I am glad that I did!

Divergent was a fantastic book.  Although it’s over 400 pages long, it was a very fast read.  It’s written in first person, which I like but for some reason, have a lot of trouble writing.  I’m a third person limited kind of girl.  Anyway, the main character is named Beatrice Prior and she lives in a city that is divided into factions.  You choose your faction based on what you value most; honesty, bravery, etc…  I can’t go into a lot of the plot without giving away spoilers that are more fun to read in the book than on someone’s blog, so I’ll just say, yes, it really did remind me of a cross between The Hunger Games and The Giver.  If you enjoyed either, you should definitely read Divergent.  It drew me in, entertained me, and best of all, it kept me interested.  I will admit that I wasn’t as emotionally invested in the characters as I was in The Hunger Games or Harry Potter, but I do like them.  I love the main guy, Four.  He’s complex, brave, and in my head, really handsome.  The guy playing him in the movie is pretty handsome too, but he’s not how I envisioned him.  Movie portrayals rarely are, however.

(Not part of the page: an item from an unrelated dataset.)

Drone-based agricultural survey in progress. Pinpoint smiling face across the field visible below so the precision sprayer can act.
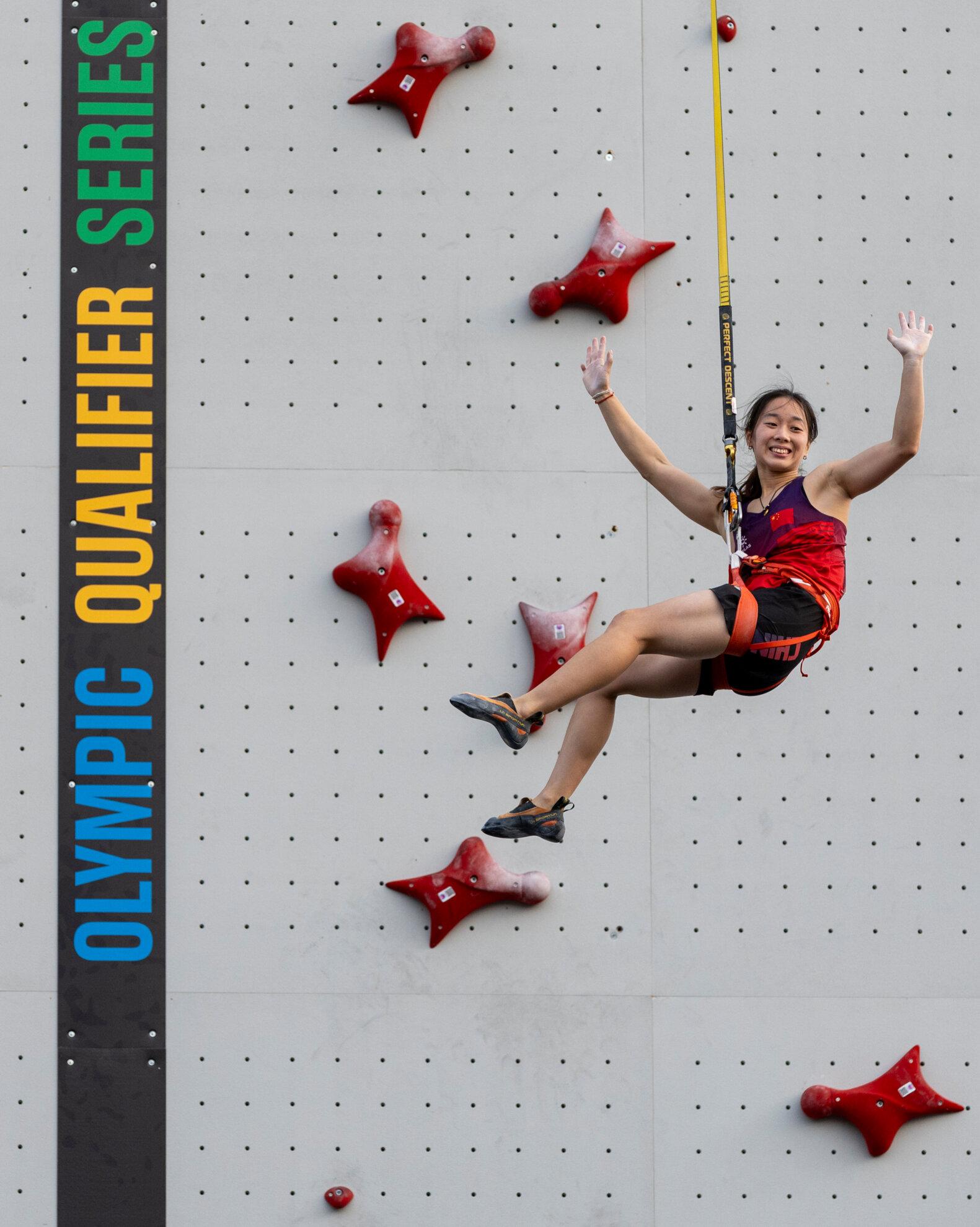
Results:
[746,397,810,477]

It took me a little longer to get into the second book, Insurgent.  I finished Divergent in two nights.  I could barely put it down.  The first half of Insurgent was easier to put down, but the last half was more than worth it and it left me eagerly anticipating the arrival of the third book this autumn.

Something else I loved about the first book was that author Veronica Roth included a question and answer session in the back.  I loved reading about how she came up with the idea for the series.  Heck, I love hearing about how all writers come up with their ideas.  The creative process is so fascinating and I love the way different things inspire different people.

The next book I have on my list to read is Beautiful Creatures.  Hopefully, I’ll get around to that in the next couple of days, but I am still hard at work putting the finishing touches on my own manuscript.  I have a few tentative cover designs that I’ve been playing around with and today, I’m going to try to work on my acknowledgements, author bio, etc…

I really believe that reading other books is excellent for the writing/publishing process.  It’s good not only to give your mind a break, but also to remind yourself that millions of other authors have been there, and they’ve made it happen.  It’s really encouraging.